# Flounder



## AUtigerfan (Sep 16, 2014)

I have noticed in some flounder gigging videos that often they are gigging flounder in less than 12" of water off the shore in the sound side.
Is it possible to cast along the beach like that and have any result. If you can wade and spear them, why couldn't you cast along the beach?


----------



## servo765 (May 25, 2013)

Some people have it figured out- search through some of Chris V's posts. I tried for a long time in pensacola without success. Not sure if it is very seasonally specific or what.


----------



## Chris V (Oct 18, 2007)

Not just catch them, you can smash 'em! I personally would rather catch them on rod and reel and I feel more confident getting numbers. Look at some my reports in the Surf Fishing Report section. I'm pretty sure I give enough detail in those posts to help you out and there are many on here who have read them and are now catching good numbers of Flounder, Specks, Reds and others while working artificials in the surf.


----------



## AUtigerfan (Sep 16, 2014)

Any suggestion of baits. I would imagine dragging live shrimp across the bottom would work, so what about artificial baits?


----------



## Chris V (Oct 18, 2007)

I only use artificials. My go to baits for flounder in the surf are:

-Tsunami 3" Swim Shad in pearl or chartreuse/gold

-Rat L Trap in cocahoe minnow, gold or red/white


----------



## Cory S. (Jun 26, 2015)

Chris, do you jig or impart any action to the ratltrap ?


----------



## Chris V (Oct 18, 2007)

I fish it like a lipped plug. Cast it out, let it sink to the bottom, keep rod tip low and crank it just fast enough to get good vibration while the flat head digs in the sand. Great bait for covering water looking for flatfish. It's really cool when it's calm and clear and you can see the flounder come up behind it.


----------



## Cory S. (Jun 26, 2015)

Thanks man, something else to add to the arsenal. I assume that parlays into some trout and reds as well.


----------



## Chris V (Oct 18, 2007)

Yes, especially reds


----------



## AUtigerfan (Sep 16, 2014)

Would the same type of lures work on the "bay" side or sound side?


----------



## Chris V (Oct 18, 2007)

You can but bear in mind that the bottom may be different in the sound with grass, weeds making some baits impractical for some areas.


----------



## Scouticus (Jul 23, 2015)

I went out late Wednesday around 7 or so about a mile west of the p'cola pier and was tossing a plastic parallel to the beach and had a strike from something about 10 inches long and shot out of the water and unhooked itself before I could ID it.
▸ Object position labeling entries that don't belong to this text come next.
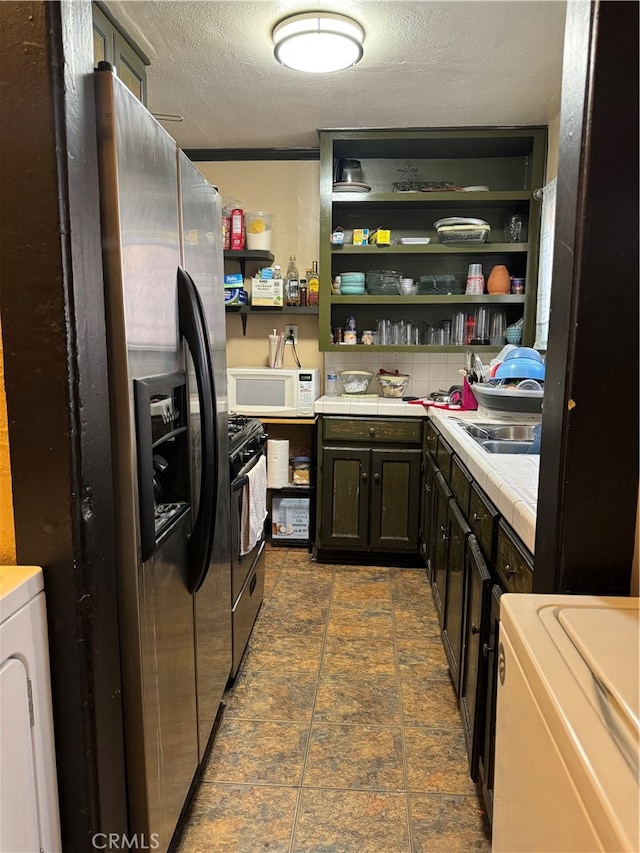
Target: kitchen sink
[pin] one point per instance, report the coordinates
(493, 446)
(502, 438)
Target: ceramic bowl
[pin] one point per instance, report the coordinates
(356, 381)
(393, 386)
(520, 368)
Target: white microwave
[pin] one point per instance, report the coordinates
(272, 392)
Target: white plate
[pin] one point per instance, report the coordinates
(351, 187)
(458, 220)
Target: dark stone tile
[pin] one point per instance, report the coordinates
(437, 762)
(414, 621)
(451, 824)
(362, 621)
(272, 696)
(361, 757)
(422, 657)
(366, 701)
(430, 702)
(258, 752)
(290, 653)
(358, 657)
(239, 819)
(351, 822)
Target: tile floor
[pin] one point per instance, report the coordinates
(342, 732)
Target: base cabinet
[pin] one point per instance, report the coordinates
(486, 761)
(474, 666)
(453, 617)
(369, 473)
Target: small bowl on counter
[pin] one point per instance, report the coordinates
(392, 385)
(355, 381)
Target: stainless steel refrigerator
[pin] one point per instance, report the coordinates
(163, 269)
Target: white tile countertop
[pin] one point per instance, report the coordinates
(509, 480)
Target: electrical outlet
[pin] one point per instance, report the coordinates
(291, 332)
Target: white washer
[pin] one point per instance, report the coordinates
(568, 728)
(29, 816)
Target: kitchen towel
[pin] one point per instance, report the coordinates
(277, 463)
(254, 506)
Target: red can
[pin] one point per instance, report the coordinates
(237, 228)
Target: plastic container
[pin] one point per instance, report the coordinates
(301, 470)
(258, 229)
(393, 386)
(331, 384)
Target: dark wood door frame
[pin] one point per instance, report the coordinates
(588, 490)
(54, 346)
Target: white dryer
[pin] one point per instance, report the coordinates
(29, 815)
(568, 725)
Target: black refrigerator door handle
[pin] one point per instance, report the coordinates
(193, 327)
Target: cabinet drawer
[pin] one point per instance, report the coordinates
(443, 457)
(514, 563)
(431, 438)
(461, 483)
(483, 518)
(392, 430)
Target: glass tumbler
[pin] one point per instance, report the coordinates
(515, 228)
(458, 332)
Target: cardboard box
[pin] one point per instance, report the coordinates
(234, 279)
(235, 296)
(290, 518)
(267, 292)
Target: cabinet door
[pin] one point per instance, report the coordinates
(486, 762)
(440, 543)
(345, 498)
(452, 627)
(474, 667)
(395, 499)
(110, 44)
(428, 511)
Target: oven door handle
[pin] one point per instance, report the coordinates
(243, 479)
(193, 327)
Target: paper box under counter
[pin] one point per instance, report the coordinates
(267, 293)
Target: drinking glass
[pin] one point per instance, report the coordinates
(458, 330)
(515, 228)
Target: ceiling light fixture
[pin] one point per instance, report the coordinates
(318, 42)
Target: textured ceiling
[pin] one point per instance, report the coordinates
(426, 64)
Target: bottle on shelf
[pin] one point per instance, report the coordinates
(292, 282)
(313, 284)
(331, 383)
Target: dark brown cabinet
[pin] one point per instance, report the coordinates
(110, 44)
(486, 758)
(440, 544)
(474, 664)
(369, 474)
(453, 618)
(428, 511)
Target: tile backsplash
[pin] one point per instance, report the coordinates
(428, 371)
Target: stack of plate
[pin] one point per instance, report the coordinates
(462, 229)
(350, 187)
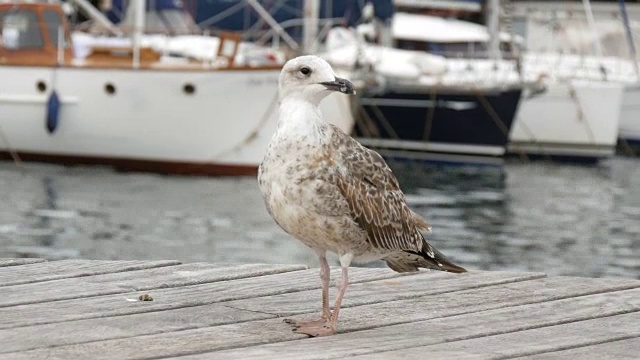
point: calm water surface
(557, 218)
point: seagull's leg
(327, 326)
(325, 275)
(312, 327)
(345, 261)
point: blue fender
(53, 110)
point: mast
(139, 9)
(310, 30)
(493, 27)
(592, 26)
(632, 45)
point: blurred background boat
(419, 101)
(190, 104)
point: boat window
(54, 25)
(19, 30)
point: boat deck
(84, 309)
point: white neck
(300, 118)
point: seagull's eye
(305, 71)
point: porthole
(109, 88)
(189, 89)
(41, 86)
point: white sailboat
(131, 107)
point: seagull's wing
(379, 207)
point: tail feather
(428, 258)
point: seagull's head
(311, 78)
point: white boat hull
(149, 121)
(630, 117)
(578, 119)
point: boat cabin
(34, 34)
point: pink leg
(314, 327)
(325, 275)
(327, 324)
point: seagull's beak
(343, 85)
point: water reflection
(558, 219)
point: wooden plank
(616, 350)
(252, 333)
(61, 269)
(407, 287)
(526, 343)
(429, 321)
(173, 298)
(25, 338)
(137, 280)
(83, 331)
(14, 262)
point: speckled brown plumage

So as much as I try to dress it up, an uneventful trip. Is morning going to be the only productive time for flounder right now? Are they even out there? I know I need to dig deeper into Chris V's archive...


----------



## Chris V (Oct 18, 2007)

That incoming tide in the morning has definitely been better and I haven't caught more than two Flounder in any of my afternoon trips. Early morning with a good push of water has been best.


----------